Timing of assessment. The PDHA is conducted immediately at the end of 
the deployment; most often before the servicemember leaves the theater 
of operation. At this point in time, servicemembers still feel as if 
they are in the combat environment, even if the threat is reduced. 
Symptoms associated with PTSD, such as hyperarousal, emotional numbing, 
trouble sleeping, compartmentalizing or trying to avoid thinking about 
the combat experience, nightmares and similar thoughts and feelings are 
not uncommon and may even be adaptive in the high-threat combat 
environment. To label those symptoms as denoting a disorder may not be 
appropriate at this time.

Symptoms that present clinically significant distress or functional 
impairment in the first few days after a traumatic event are generally 
diagnosed as Acute Stress Disorder. Only when symptoms persist for more 
than 30 days would PTSD be considered. While it is conceivable that a 
highly traumatic event could occur early in the deployment that 
generated symptoms, it is less likely that the nature of the symptoms 
could be discerned until after the individual left the environment. The 
timing of the assessment prior to arrival home does not lend itself to 
clinical diagnosis of PTSD.

Potential risks associated with false positives. No medical 
intervention is without risks. The general premise of medical practice 
is that the benefits should outweigh the risks. In terms of PTSD, the 
risks are associated with potentially issuing a diagnosis of PTSD for 
an individual who has no diagnosable mental health disorder. 
Individuals who experience a diagnosable mental health disorder are 
generally relieved to have a name to put to their symptoms. However, 
those without a disorder often respond with some anxiety and a sense of 
foreboding about what this diagnosis will mean to their lives and their 
military careers. While, for the most part, it is a false perception 
that mental health treatment will in itself ruin a military career, it 
is still a widely held perception that generates distress in itself, in 
addition to the distress associated with any symptoms the individual 
may have. In making a clinical determination associated with a mental 
health referral, the risks of false positive must always be weighed 
against the accuracy of clinical judgment. Watchful waiting may be more 
appropriate in situations in which the clinician is not sure about a 
diagnosis or the severity of the symptoms.
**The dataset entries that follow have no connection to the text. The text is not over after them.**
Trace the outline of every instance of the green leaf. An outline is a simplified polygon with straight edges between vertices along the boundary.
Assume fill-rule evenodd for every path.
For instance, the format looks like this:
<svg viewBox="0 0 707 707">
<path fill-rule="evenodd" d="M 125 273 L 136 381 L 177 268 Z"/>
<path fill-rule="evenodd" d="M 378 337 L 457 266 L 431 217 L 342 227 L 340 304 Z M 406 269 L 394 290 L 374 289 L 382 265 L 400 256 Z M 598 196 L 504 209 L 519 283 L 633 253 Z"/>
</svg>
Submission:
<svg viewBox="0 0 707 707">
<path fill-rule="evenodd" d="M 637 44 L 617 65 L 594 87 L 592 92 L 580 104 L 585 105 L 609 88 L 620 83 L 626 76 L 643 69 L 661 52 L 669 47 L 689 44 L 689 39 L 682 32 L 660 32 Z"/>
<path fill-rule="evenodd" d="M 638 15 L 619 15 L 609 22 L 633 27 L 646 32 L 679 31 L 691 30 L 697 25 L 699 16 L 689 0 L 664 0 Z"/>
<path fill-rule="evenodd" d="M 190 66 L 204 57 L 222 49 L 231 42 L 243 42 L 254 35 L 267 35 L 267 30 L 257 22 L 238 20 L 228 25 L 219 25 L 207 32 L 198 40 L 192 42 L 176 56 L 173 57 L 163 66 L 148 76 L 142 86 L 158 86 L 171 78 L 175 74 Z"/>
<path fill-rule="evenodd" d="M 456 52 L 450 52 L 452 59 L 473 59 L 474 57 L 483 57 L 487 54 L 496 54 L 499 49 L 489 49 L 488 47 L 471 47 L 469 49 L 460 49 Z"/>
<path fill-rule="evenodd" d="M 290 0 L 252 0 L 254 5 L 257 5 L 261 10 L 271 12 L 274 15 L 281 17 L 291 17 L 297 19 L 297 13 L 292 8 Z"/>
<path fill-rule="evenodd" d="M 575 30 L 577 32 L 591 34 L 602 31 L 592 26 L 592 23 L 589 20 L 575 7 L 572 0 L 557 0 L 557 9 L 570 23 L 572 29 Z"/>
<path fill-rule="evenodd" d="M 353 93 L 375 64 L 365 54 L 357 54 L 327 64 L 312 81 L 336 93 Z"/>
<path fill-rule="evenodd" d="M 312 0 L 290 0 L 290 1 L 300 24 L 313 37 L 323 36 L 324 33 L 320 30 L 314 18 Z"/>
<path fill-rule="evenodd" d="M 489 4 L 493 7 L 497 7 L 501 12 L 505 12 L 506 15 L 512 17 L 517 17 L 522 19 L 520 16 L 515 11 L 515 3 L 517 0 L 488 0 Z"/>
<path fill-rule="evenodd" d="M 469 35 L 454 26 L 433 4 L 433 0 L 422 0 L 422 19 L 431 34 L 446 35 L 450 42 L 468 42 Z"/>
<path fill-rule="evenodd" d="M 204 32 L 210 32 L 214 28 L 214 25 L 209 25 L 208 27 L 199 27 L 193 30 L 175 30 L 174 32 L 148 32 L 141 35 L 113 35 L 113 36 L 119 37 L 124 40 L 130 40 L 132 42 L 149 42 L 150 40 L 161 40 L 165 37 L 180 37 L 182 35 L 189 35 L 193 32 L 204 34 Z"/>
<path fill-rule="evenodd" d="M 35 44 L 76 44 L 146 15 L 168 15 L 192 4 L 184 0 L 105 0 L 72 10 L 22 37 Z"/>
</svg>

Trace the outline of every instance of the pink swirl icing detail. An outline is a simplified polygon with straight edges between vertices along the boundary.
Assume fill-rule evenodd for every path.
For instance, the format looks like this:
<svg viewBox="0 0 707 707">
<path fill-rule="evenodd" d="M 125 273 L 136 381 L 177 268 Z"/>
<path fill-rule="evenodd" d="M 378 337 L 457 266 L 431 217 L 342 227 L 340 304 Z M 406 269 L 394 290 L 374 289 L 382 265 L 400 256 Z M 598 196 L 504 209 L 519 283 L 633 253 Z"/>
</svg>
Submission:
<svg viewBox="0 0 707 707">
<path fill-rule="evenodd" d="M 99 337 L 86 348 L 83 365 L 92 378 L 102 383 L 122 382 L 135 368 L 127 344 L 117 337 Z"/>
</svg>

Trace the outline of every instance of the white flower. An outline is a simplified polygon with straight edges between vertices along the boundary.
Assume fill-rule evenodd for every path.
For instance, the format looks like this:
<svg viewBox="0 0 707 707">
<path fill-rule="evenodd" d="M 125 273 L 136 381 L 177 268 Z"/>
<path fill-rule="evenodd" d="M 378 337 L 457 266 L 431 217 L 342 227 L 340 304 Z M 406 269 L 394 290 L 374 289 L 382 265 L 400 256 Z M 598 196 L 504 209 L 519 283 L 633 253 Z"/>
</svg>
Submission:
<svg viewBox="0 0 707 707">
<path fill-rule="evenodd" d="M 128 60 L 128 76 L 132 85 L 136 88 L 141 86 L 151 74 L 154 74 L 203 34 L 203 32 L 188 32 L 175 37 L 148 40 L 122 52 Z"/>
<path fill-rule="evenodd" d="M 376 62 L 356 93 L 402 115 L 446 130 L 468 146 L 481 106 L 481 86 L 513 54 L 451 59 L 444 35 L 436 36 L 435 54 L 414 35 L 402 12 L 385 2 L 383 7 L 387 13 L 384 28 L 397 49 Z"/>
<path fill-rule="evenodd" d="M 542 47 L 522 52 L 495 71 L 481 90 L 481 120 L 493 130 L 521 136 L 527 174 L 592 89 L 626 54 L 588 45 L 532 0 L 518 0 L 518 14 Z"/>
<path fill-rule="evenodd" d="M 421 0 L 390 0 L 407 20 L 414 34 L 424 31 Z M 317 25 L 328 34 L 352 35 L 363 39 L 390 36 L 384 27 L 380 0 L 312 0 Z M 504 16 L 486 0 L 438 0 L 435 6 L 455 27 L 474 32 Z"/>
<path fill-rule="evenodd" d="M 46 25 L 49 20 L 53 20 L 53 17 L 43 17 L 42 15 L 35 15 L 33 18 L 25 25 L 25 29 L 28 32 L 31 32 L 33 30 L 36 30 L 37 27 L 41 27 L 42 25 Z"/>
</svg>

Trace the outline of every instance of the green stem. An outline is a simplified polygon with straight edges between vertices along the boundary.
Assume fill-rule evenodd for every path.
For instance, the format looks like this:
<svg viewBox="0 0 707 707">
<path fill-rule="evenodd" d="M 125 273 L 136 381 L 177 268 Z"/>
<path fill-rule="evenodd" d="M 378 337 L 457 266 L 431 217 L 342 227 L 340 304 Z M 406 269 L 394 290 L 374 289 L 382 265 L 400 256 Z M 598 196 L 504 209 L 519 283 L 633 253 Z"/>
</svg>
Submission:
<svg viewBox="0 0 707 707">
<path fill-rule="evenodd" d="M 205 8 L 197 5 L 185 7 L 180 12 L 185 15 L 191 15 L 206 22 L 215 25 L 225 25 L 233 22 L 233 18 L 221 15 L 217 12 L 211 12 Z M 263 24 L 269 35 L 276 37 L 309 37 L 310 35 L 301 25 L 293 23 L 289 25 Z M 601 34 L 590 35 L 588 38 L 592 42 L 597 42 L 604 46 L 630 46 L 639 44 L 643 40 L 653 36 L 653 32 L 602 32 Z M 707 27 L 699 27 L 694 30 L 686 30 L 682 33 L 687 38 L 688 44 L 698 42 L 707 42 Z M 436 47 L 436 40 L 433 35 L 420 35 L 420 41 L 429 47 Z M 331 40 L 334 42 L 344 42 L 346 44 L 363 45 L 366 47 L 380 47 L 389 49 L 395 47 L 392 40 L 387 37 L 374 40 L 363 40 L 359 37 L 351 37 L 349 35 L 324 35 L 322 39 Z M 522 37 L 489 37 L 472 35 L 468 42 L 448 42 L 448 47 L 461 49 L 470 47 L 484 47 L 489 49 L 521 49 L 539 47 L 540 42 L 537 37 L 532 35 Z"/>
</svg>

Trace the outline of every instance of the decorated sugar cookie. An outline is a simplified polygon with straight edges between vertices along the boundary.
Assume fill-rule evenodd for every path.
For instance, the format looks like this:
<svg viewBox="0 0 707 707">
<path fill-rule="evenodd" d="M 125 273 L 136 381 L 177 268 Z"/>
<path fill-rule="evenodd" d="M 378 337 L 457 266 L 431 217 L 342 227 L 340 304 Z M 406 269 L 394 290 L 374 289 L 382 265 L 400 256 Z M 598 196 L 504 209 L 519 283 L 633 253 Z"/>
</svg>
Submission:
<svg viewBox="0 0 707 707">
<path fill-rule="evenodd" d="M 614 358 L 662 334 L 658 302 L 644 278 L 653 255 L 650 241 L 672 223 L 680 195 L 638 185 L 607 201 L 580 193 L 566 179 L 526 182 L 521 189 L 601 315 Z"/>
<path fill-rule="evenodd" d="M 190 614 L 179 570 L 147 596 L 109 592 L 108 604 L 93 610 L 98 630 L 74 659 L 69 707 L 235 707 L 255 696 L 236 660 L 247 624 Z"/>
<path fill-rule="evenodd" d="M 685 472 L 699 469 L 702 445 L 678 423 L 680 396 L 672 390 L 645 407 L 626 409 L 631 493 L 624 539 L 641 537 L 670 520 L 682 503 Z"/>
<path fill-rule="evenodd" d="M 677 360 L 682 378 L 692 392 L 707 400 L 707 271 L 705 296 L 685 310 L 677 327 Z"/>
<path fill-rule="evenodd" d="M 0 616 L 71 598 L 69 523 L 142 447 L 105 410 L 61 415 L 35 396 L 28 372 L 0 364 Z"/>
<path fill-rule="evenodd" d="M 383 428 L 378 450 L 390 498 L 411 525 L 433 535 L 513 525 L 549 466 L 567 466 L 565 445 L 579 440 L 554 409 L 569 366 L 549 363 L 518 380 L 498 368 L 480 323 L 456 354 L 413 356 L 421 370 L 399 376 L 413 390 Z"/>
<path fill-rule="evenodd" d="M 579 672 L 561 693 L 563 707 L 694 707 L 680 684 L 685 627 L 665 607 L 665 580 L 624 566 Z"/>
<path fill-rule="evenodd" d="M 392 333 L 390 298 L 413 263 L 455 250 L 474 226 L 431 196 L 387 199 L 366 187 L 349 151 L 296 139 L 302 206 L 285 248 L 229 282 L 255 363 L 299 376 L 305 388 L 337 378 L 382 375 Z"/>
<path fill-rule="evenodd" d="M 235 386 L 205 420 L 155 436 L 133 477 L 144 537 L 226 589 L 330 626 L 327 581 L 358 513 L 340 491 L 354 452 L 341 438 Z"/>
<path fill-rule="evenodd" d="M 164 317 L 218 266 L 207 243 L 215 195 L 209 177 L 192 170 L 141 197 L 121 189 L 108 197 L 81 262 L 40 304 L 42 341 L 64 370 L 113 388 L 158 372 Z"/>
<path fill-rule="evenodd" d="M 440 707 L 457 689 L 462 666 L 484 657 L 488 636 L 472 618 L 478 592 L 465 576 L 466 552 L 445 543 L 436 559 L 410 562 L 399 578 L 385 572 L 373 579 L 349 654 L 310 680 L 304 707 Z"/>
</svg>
Watchful waiting. The concept of watchful waiting is common in medical 
practice. Symptoms may present for any number of reasons that do not 
reach clinical significance or cannot be readily diagnosed. Frequently, 
individuals are provided the advice that they should pay attention to 
the symptoms and return if they do not dissipate or if they get worse. 
Watchful waiting is a clinically relevant position to take in the case 
of PTSD-related symptoms at the point in time at which the PDHA 
assessment is conducted.

PDHA is not the only avenue to care. The position espoused by GAO in 
their report hinges on the concern that individuals who need mental 
health care may not get a referral, and therefore, may not get access 
to care they need to treat their condition. However, the PDHA is not 
the only avenue to care available to the veteran or servicemember. As 
the report indicates, numerous avenues to care are offered to active 
duty, Reserve, and separated servicemembers both from DoD and from the 
VA. The absence of a referral does not preclude access to care.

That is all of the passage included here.